4.3. Verification Process

Verification was performed to match whether the existing data was authentic, or if there had been any alteration. The verifier decrypted the data using the symmetric K to decipher the digital information as presented in Figure 2c. The F was generated by summing all the intensity values. The verifier then applied all the hash values as H prev in the block to generate H new and matched it with the information present in the ledger. If this H new matched with the hash present in the ledger, the digital data was verified. Otherwise, it was considered forged. This is presented in Figure 5, where H new is matched with the hash of block 6.

4.4. Competitive and Collaborative Mining

Two approaches—namely, competitive and collaborative mining—are used to mine blocks. The process and findings are presented as follows. In competitive mining, the miners iterate N to solve the puzzle of PoW based on d. It is a traditional PoW model, where the miners obtain F as a transaction and all miners compete to find the value of N to satisfy the assigned difficulty level. All miners start from N = 0 and keep on iterating until the puzzle is solved. It should be noted that the miner with higher system capabilities has more chances to find the right N.
However, in collaborative mining the range of N is distributed among the miners. In this work, the ranges were distributed as presented in Table 2: for d = 1 , the N ranges were assigned in increments of 10; for d = 2 they were assigned in increments of 100, and so on. The reason for choosing a smaller range for lower d was that there are very few N iterations required to find a hash. As d increases, the number of iterations of N increases, and, therefore, there is more likelihood of obtaining the desired hash on the higher side.
Figure 6a,b represent the mining time ( m t ) across 13 blocks using PoW for both the competitive and the collaborative mining approaches, respectively. It is evident that both mine blocks were effective, but the computational time for the mining block was less for the collaborative mining, which was 0.47 s at maximum for block 9 with d = 5 , whereas the competitive mining took more than 3.49 s for block 7. The mean m t of the competitive and collaborative mining approaches was 1.52 s and 0.183 s, respectively, for d = 5 . For d in the range from 1 to 3, this change was negligible.
Similarly, the number of nonce iterations also increased as d increased, as evident in Figure 6c,d. They had a direct relationship. But by comparing the competitive with the collaborative mining, the number of nonce iterations was less in the latter.
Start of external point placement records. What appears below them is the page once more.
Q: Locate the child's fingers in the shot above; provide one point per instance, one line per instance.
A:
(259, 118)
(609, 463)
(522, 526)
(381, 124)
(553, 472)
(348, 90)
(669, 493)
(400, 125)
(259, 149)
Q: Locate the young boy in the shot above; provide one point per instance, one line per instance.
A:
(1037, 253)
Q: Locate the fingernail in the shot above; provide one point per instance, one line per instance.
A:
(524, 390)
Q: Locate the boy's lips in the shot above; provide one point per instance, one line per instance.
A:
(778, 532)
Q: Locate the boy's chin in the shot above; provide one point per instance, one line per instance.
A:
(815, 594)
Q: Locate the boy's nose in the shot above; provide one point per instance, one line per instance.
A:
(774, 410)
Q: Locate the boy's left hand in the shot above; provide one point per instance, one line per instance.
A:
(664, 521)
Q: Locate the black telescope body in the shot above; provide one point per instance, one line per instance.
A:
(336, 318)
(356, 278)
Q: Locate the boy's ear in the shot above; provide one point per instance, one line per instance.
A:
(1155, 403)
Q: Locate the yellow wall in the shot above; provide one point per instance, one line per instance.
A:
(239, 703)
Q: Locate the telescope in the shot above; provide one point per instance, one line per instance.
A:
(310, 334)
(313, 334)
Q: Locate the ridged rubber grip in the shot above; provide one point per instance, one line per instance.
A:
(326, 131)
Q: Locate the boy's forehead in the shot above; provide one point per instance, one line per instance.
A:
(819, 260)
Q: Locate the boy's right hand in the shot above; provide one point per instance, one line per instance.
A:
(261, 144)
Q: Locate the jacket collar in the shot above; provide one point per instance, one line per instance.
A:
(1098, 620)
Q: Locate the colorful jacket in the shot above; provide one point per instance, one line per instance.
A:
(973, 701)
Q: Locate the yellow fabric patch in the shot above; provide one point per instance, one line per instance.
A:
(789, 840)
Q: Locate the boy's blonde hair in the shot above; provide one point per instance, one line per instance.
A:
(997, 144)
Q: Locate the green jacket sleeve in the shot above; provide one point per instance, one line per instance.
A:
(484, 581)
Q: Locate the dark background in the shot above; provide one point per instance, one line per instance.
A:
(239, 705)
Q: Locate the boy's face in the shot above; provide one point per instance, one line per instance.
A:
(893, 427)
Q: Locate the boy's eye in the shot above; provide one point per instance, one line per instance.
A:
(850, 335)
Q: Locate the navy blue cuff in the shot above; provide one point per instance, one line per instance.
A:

The maximum nonce iterations in the competitive mining were above 2.5 × 10 6 , whereas the collaborative mining achieved as much as 80 × 10 3 , as shown in Figure 6c and Figure 6d, respectively. This makes collaborative mining suitable for low-resource ecosystems such as Internet of Things-based secure digital data management.
The total mining time achieved for mining all 13 blocks for each d is shown in Figure 7. It is observable that for d below 4 the total mining time for all 13 blocks was the same. A difference is visible for d = 4 , 5 . It is observable that a significant increase in mining time was achieved for the competitive mining (20 s, for d = 5 ), but for the collaborative mining, even if d = 5 , the total mining time achieved was 2.5 s.
The effect of image size on mining time was evaluated and is presented in Figure 8. The same data information in digital data was used, but the size was increased for each piece of data. It is observable that the increase in size did not affect the mining time; rather, it depended on the value of the NFT (F) and the difficulty level (d), which increased the time it took to mine a block.
The effect of collaborative mining is presented in Figure 9. It can be seen that the collaborative PoW played a vital role in reducing the mining time of the block. The mining process was initiated initially for a single miner, which took around 0.06 s for mining a block for d = 3 . The trend shows that m t decreased as the number of miners increased and started collaborating for sharing the nonce. Table 3 provides a comparison of the mean mining time, nonce iterations, and energy (extrapolated from CPU usage) across the consensus methods.

5. Discussion

Our proposed framework has been introduced to resolve the scalability challenges in DEMSs while ensuring the integrity and authenticity of the acquired digital evidence. The results provided in Section 4 show the effectiveness of the proposed solution for DEMSs for LEAs. The decentralised collaborative mining approach significantly enhances both the security and efficiency of blockchain-based digital evidence management as compared to the work presented in [23], in which collaborative mining was performed in a centralised fashion. This centralised collaborative mining relies on a central authority to assign ranges in nonce, which not only creates a single point of failure but also introduces new security weaknesses. The central coordinator is a single point of failure, and so an attacker could allocate nonces for malicious purposes and delay or introduce false blocks into the blockchain. As a result, our method is resistant to attacks against traditional mining by utilising a decentralised nonce allocation without relying on a centralised entity. Security is additionally strengthened on the Peer-to-Peer (P2P) level, where miners communicate their nonce range selections to one another using a gossip protocol, which guarantees that no single party has control of nonce allocations and, thus, the potential for collusion, and that resources are spread more equitably. The usage of VRFs for random nonce allocation makes the process tamper-proof and fair. This makes our system more resilient against Denial of Service (DoS) attacks and malicious interference.
Traditional DEMSs face significant challenges, in terms of scalability, due to the large volume of digital evidence, as presented by [34,37]. On the other hand, our proposed framework has high scalability because of collaborative mining, which makes it suitable for managing digital evidence. Collaborative mining has significantly reduced the computational overhead and the time required for mining operations. It is presented in the results that collaborative mining took 0.183 s on average for d = 5 , compared to 1.52 s in competitive mining.
The previous approaches, such as those presented in [21,22], have ensured the security and integrity using blockchain that can be applied in DEMSs. Solely relying on blockchain for transparency degrades the overall system’s results. Therefore, we have incorporated encryption, a separate ledger, and blockchain to provide a complete framework with higher trust ratings. Furthermore, our framework does not miss any transaction, which makes it reliable compared to the work presented by Kamal et al. in [23], where the events (digital evidence) have Time to Live (TTL). The events that have smaller TTL values are not added to the blockchain. Verifiability becomes challenging because blockchain does not provide a complete transaction order.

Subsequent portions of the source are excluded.